По-моему, само это действие, акт, как его интересно именуют, ей не особенно нравилось, по крайней мере как мы это делали; нет, по-моему, ей был важен сопровождающий ритуал, увлекательная игра, определённая последовательность, пьяные посткоитальные речи. Возможно, это просто от обиды, задним умом, но сейчас мне вспоминается некоторая торопливость всякий раз под конец. Она садилась на постели и тянулась за сигаретами, отпихивая меня, словно ненужную больше хозяйственную вещь, складной стул, например, или гладильную доску, которую можно теперь задвинуть подальше и вернуться к серьёзным занятиям. Вспоминаю один случай, когда я после завершающего пароксизма свалился, задыхаясь, ей на грудь и лежал, распластавшись, как медуза на песке, она ловко выскользнула из-под меня, подняла с пола оставленное недоеденное яблоко и преспокойно принялась за него снова, точно Ева, которую отвлекли от дела. Я не особенно бы удивился да и не особенно бы обиделся, если бы однажды, подняв голову от моих бессчётных и безнадёжных попыток уйти в неё с головой (я представляю себе актёра, пытающегося влезть в великолепный, но слишком тесный костюм), я увидел бы, что она как ни в чём не бывало дымит сигаретой или листает какой-нибудь глянцевый журнал, на чьих страницах протекала одна из её вымышленных, призрачных жизней.
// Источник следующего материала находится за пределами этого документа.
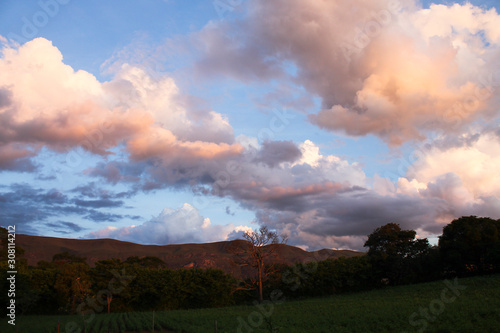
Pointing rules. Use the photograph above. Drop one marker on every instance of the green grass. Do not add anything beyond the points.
(393, 309)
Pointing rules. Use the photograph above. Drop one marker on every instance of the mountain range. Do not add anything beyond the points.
(175, 256)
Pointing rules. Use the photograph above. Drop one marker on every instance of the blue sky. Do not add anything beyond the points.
(192, 121)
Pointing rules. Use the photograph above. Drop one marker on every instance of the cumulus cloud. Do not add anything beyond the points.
(45, 103)
(183, 225)
(388, 68)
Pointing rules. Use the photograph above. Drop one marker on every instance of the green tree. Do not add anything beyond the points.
(471, 244)
(394, 251)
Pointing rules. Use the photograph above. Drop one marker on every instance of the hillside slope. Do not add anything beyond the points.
(206, 255)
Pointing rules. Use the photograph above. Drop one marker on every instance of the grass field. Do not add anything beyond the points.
(464, 305)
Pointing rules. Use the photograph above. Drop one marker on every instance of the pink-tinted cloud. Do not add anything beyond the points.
(183, 225)
(388, 68)
(45, 103)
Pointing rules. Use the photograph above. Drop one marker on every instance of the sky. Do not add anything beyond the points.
(170, 121)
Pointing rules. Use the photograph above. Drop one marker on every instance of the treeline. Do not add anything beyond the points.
(468, 246)
(68, 285)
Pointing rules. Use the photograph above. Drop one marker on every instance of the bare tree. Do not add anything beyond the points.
(259, 245)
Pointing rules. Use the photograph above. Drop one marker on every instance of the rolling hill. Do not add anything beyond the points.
(206, 255)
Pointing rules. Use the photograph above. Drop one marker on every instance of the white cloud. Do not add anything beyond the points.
(183, 225)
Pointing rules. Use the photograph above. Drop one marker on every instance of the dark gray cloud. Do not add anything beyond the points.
(99, 203)
(31, 208)
(63, 227)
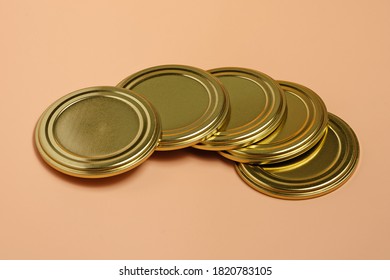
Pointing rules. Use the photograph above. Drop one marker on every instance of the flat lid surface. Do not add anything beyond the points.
(303, 127)
(257, 108)
(97, 132)
(321, 170)
(192, 104)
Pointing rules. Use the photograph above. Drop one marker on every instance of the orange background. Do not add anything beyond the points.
(190, 204)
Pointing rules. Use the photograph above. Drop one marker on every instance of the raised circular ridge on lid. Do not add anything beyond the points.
(192, 104)
(257, 108)
(97, 132)
(319, 171)
(303, 127)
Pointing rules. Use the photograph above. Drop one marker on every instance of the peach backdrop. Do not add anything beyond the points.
(190, 204)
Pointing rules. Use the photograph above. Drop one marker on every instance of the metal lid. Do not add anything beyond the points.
(304, 126)
(192, 104)
(257, 108)
(319, 171)
(97, 132)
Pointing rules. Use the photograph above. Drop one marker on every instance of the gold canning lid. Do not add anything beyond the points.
(97, 132)
(321, 170)
(192, 104)
(304, 126)
(257, 108)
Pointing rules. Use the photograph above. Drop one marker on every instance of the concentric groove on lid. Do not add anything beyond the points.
(192, 104)
(257, 108)
(97, 132)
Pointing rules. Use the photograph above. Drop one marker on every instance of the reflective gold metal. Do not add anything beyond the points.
(257, 108)
(97, 132)
(192, 104)
(319, 171)
(304, 126)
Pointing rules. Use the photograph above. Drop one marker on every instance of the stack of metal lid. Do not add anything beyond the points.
(283, 140)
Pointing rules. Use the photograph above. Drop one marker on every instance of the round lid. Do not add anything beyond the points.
(192, 104)
(321, 170)
(304, 126)
(257, 108)
(97, 132)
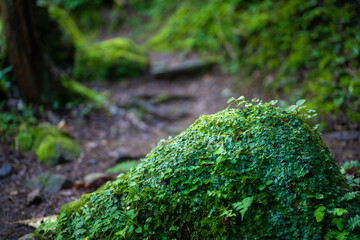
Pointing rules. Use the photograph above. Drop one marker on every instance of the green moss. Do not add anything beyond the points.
(85, 94)
(68, 25)
(110, 60)
(252, 172)
(294, 48)
(52, 146)
(123, 166)
(75, 206)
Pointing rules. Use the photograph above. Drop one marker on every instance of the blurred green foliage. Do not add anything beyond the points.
(111, 59)
(254, 171)
(300, 49)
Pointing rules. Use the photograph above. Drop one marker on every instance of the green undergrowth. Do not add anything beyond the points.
(111, 59)
(291, 47)
(52, 146)
(252, 171)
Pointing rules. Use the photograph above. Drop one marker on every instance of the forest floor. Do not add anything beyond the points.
(140, 112)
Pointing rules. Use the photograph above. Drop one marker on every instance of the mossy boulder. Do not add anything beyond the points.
(111, 59)
(52, 146)
(252, 172)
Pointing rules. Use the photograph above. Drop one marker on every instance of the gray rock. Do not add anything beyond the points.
(5, 170)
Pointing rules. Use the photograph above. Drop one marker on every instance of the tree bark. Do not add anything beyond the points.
(38, 79)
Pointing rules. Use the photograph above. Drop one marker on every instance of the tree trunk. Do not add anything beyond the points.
(37, 77)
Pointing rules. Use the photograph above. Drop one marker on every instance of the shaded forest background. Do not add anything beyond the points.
(80, 90)
(288, 49)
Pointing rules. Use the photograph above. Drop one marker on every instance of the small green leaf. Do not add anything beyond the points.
(220, 151)
(231, 100)
(339, 211)
(243, 206)
(319, 213)
(339, 222)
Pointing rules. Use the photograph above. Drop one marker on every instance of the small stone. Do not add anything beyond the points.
(54, 183)
(5, 170)
(34, 197)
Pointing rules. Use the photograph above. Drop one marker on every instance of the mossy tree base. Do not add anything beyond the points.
(52, 146)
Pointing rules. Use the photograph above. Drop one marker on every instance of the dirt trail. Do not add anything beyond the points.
(141, 112)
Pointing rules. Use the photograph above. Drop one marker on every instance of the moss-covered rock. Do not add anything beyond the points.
(112, 59)
(82, 93)
(52, 146)
(257, 172)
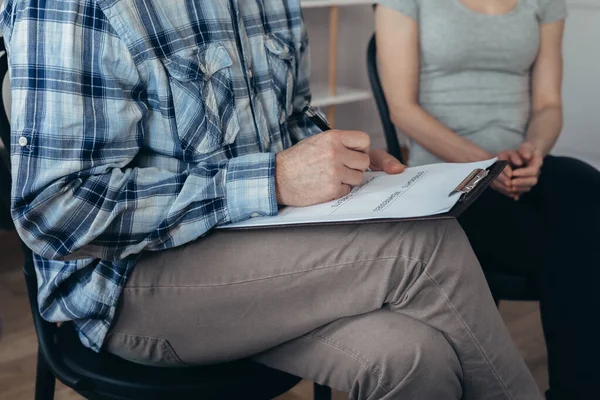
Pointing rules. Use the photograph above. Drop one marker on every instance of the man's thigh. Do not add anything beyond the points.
(236, 293)
(381, 354)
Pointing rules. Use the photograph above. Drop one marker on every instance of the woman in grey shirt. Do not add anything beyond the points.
(469, 80)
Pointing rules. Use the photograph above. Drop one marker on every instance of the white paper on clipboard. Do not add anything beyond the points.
(417, 192)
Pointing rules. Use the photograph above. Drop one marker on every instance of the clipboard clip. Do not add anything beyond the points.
(470, 182)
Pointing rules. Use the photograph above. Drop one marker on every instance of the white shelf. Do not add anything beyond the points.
(330, 3)
(343, 95)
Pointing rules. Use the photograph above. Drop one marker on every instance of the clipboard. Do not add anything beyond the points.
(471, 188)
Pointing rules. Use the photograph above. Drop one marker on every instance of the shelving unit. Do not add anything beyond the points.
(329, 94)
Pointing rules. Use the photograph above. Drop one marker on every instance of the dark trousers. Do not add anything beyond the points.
(552, 233)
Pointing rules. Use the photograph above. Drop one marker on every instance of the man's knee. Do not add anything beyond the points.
(408, 359)
(428, 368)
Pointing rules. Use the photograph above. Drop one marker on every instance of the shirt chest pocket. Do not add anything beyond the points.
(280, 57)
(203, 98)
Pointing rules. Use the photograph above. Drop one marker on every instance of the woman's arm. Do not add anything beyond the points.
(546, 81)
(398, 51)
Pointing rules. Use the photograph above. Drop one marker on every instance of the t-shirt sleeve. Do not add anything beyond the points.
(552, 11)
(407, 7)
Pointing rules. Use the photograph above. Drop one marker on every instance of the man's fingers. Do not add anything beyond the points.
(343, 190)
(525, 152)
(515, 159)
(381, 160)
(354, 140)
(355, 159)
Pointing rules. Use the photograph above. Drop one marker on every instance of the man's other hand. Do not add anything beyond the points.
(321, 168)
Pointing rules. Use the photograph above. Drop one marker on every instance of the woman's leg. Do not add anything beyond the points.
(569, 197)
(552, 233)
(238, 293)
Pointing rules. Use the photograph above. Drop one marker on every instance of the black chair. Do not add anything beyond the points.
(104, 376)
(503, 286)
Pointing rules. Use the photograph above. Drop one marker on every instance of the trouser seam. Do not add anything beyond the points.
(502, 384)
(353, 355)
(395, 257)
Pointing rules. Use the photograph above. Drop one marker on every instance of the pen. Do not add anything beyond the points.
(316, 118)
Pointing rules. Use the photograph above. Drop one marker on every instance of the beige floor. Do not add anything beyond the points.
(18, 344)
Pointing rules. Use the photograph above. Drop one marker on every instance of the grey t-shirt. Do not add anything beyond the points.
(475, 68)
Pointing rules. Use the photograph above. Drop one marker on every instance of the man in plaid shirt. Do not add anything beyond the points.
(140, 125)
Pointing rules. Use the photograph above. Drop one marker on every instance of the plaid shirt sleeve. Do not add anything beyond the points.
(78, 125)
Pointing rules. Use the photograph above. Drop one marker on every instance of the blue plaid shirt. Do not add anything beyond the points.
(139, 125)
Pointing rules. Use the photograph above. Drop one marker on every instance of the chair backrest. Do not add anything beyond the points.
(389, 129)
(46, 331)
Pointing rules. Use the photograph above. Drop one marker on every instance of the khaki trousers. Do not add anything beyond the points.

Я вовсе не говорю, что она была равнодушна или исполняла свою роль без достаточного вдохновения; просто её, мне кажется, больше интересовали ремарки, чем сам текст. А вот речи, монологи — это другое дело. Она любила разговоры, бесконечные обсуждения. Высвободится из моих задышливых, пятиконечных объятий, приподымется и сядет, закутавшись, как киногероиня, в простыню, зажав под мышками верхний край, и требует от меня рассказа. «Расскажи что-нибудь, — просит, и острый кончик её носа бледнеет от предвкушения. — Расскажи про свою жизнь». Я уклонялся. Но это не имело значения. У неё хватало фантазии на двоих.
Она лгала, разумеется, я знаю, но то, что она мне рассказывала (в отличие от того, о чём не говорилось), я вспоминаю не как ложь, а скорее как выдумки, импровизации, настоящие сочинения. Россказни свои она так часто, подышав на них, перетирала до блеска, что отдельные подробности сгладились. Был рассказ о семье, преимущественно о матери. Эта таинственная женщина — которую А. упоминала не иначе как наморщив нос и скривив губы, — хотя и продолжала где-то жить своей зловредной и, по-видимому, полной жизнью, для своей дочери умерла. «И говорить о ней не желаю!» — бывало провозглашала она, отворачиваясь и поднимая отстраняющим жестом дрожащую руку с курящейся сигаретой; но тут же принималась, в который раз! — сдавленным голосом монотонно перечислять материнские злодеяния. Когда я впервые услышал про Мамашу, она была родом американка, из Саванны, или Луизианы, или ещё какого-то созвучного уголка на Дальнем Юге, где увидела свет отпрыском старинного рода; в последующих пересказах, однако, место её рождения передвигалось — сначала в Миссисипи, потом в Миссури и даже как-то однажды, если я верно расслышал, в Миссулу, которая, согласно моему атласу, представляет собой городок в Скалистых горах, что в северном штате Монтана, куда я, осиротевший Мельмот-Скиталец, собираюсь заглянуть в ходе своего кругосветного паломничества, в которое скоро отправлюсь на розыски моей утраченной возлюбленной. Но… Миссула? Откуда ей было взять это название? Отец у неё, она говорила, швейцарец. Состоял — я уже слышал заранее, что она сейчас скажет — на дипломатической службе за границей, она росла где Бог приведёт; и действительно, я часто слышал, как она во сне произносит какие-то вроде бы иностранные слова. (Между прочим, почему это, интересно, меня тянет к тем, кто неспокойно спит?) Насчёт Папаши отпускались зловещие намёки; я рисовал его себе изысканным красавцем-брюнетом с гладким зачёсом и шоколадными глазами, блистающим здоровым загаром и часами в бриллиантах и рассеянно ласкающим бледную девочку у себя на коленях.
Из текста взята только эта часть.